Over the past 40 years, the number of children who read for pleasure has dropped considerably, according to San Francisco-based Common Sense Media. Their study explored changes over time that were done in seven surveys and tests by public and private groups, reports Andrew Seaman for Reuters.
Many children admit to only reading for pleasure once or twice a year, while others only ever open a book if it is assigned for school. According to one study, almost one-third of 13-year-olds and about one-half of 17-year-olds say that they read for fun less than twice a year.
According to a government study, the rate of nine-year-olds who read for fun once or more per week fell from 81% in 1984 to 76% in 2013. The same study discovered that today's children are having a harder time learning how to read. For kids in the fourth grade, only about one-third of them are "proficient" in reading and another one third tested under "basic" reading skills. Seaman quotes one expert as saying:
"It raises an alarm," said Vicky Rideout, the lead author of the report. "We're witnessing a really large drop in reading among teenagers and the pace of that drop is getting faster and faster."
In addition, a drastic racial reading gap continues to exist. Only 18% of African-American fourth graders and 17% of eighth graders tested into the proficient level for reading, writes Sharon Noguchi for the San Jose Mercury News.
For Latinos, the estimated reading proficiency rates are 20% and 22% for fourth and eighth graders. These test results compare to 46% with Caucasian fourth-graders and eighth-graders. There is also a stark gender gap among child readers. About 30% of girls ages 15-17 said they read 5-7 days a week. However, only 18% of boys the same age said they read that frequently. Noguchi writes:
The findings, Steyer said, highlight the need for a national educational effort aimed at reading, similar to the focus on math-science education. He suggested calling on parents to model behavior — reading to their children and reading themselves — and getting schools, business and policy makers to refocus on reading.
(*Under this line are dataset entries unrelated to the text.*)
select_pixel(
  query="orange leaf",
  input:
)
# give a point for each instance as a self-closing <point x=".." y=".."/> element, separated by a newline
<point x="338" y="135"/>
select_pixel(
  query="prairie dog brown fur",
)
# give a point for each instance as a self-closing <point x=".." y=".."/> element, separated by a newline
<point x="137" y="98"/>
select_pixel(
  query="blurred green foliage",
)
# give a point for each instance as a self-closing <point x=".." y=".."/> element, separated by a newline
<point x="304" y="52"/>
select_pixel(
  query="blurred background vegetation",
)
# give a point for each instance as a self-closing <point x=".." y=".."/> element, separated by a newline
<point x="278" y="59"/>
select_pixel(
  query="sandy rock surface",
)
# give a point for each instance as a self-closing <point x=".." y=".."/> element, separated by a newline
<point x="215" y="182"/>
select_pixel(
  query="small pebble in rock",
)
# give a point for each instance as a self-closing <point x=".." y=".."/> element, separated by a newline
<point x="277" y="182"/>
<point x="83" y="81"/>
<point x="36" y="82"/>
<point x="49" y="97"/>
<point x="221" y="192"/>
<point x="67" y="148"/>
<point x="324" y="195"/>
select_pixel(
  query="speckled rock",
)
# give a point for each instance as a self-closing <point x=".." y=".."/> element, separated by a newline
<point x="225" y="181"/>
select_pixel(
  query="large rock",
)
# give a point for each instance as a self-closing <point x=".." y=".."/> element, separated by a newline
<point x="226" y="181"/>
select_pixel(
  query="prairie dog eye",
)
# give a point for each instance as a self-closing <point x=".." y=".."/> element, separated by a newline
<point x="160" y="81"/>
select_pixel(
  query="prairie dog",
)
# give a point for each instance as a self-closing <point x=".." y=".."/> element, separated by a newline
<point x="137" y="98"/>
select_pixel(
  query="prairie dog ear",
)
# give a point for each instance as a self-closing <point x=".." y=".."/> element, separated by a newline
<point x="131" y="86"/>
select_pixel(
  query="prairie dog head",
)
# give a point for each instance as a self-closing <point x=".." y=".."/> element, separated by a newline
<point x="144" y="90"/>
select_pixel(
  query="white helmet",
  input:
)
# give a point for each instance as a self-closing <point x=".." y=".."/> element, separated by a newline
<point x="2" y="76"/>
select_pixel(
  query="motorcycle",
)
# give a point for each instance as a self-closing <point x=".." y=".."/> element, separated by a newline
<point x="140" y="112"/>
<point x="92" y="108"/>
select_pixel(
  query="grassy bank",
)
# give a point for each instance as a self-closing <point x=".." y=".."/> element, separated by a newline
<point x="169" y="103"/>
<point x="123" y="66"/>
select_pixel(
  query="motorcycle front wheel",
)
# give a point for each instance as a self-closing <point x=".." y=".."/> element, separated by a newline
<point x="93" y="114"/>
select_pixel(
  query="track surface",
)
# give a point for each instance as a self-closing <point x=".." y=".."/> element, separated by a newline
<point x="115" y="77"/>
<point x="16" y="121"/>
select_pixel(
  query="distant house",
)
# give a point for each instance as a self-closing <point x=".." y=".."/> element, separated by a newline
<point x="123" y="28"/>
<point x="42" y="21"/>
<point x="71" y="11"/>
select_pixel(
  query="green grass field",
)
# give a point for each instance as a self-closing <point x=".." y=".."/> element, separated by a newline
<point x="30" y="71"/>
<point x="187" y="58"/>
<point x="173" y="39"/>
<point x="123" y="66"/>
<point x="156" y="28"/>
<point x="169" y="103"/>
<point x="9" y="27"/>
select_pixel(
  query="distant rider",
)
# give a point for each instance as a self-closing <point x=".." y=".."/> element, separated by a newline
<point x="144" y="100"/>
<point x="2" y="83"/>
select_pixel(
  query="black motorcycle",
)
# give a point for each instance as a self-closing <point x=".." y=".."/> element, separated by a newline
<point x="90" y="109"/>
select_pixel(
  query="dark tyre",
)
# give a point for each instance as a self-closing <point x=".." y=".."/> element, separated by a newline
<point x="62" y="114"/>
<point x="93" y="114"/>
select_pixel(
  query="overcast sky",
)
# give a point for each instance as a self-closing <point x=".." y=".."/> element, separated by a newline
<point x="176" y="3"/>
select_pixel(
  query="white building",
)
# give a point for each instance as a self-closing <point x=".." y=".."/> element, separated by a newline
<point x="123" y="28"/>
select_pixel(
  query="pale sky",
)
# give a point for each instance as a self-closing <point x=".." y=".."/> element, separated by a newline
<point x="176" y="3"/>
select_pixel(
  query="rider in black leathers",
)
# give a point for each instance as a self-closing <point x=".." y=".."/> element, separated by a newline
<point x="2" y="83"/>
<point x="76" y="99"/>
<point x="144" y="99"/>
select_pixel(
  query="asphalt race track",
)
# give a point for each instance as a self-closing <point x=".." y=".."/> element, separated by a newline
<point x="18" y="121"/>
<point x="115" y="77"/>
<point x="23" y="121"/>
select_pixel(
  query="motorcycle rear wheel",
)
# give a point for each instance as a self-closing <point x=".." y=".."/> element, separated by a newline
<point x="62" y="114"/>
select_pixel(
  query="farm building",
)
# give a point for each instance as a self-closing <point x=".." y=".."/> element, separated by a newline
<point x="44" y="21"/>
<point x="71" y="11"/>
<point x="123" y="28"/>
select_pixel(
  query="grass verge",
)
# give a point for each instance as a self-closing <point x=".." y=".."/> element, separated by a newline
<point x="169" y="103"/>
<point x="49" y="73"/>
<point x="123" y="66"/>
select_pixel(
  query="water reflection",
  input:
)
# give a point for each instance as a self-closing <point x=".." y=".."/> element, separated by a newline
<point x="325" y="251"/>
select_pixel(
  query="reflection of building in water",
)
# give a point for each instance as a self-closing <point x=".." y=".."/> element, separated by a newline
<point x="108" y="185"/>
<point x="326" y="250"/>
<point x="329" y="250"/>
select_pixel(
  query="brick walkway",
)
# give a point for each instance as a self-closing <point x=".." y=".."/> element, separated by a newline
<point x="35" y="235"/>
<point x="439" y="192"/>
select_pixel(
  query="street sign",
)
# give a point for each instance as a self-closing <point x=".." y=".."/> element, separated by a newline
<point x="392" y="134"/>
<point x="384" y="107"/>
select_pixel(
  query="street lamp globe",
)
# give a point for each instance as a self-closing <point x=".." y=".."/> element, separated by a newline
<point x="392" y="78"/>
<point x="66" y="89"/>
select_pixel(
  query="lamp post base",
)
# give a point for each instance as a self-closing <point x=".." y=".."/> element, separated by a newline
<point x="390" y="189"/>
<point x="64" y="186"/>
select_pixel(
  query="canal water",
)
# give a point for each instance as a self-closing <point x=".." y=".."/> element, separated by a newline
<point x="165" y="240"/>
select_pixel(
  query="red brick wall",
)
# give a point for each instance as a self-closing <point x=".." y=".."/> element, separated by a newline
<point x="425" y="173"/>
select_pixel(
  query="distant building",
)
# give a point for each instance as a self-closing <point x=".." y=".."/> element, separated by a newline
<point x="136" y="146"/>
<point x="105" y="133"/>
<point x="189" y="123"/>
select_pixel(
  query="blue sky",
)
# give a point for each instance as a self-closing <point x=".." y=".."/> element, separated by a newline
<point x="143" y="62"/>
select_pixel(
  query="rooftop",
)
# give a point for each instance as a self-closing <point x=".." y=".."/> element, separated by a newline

Some experts point to social media as the downfall of conventional reading. Kids spend a lot more time on the Internet and on their smartphones than they do with books. Reading proficiency has since suffered. Experts do, however, admit that a conclusive study has not yet been done on e-books and reading applications such as the Kindle or Nook, says Noguchi.
Luckily, eBooks may help with children's interest to read. Also, in other good news, among younger children, the time that they spend reading or being read to has actually increased to anywhere from a half-hour to an hour a day. Around half of parents with children under twelve read with them every day.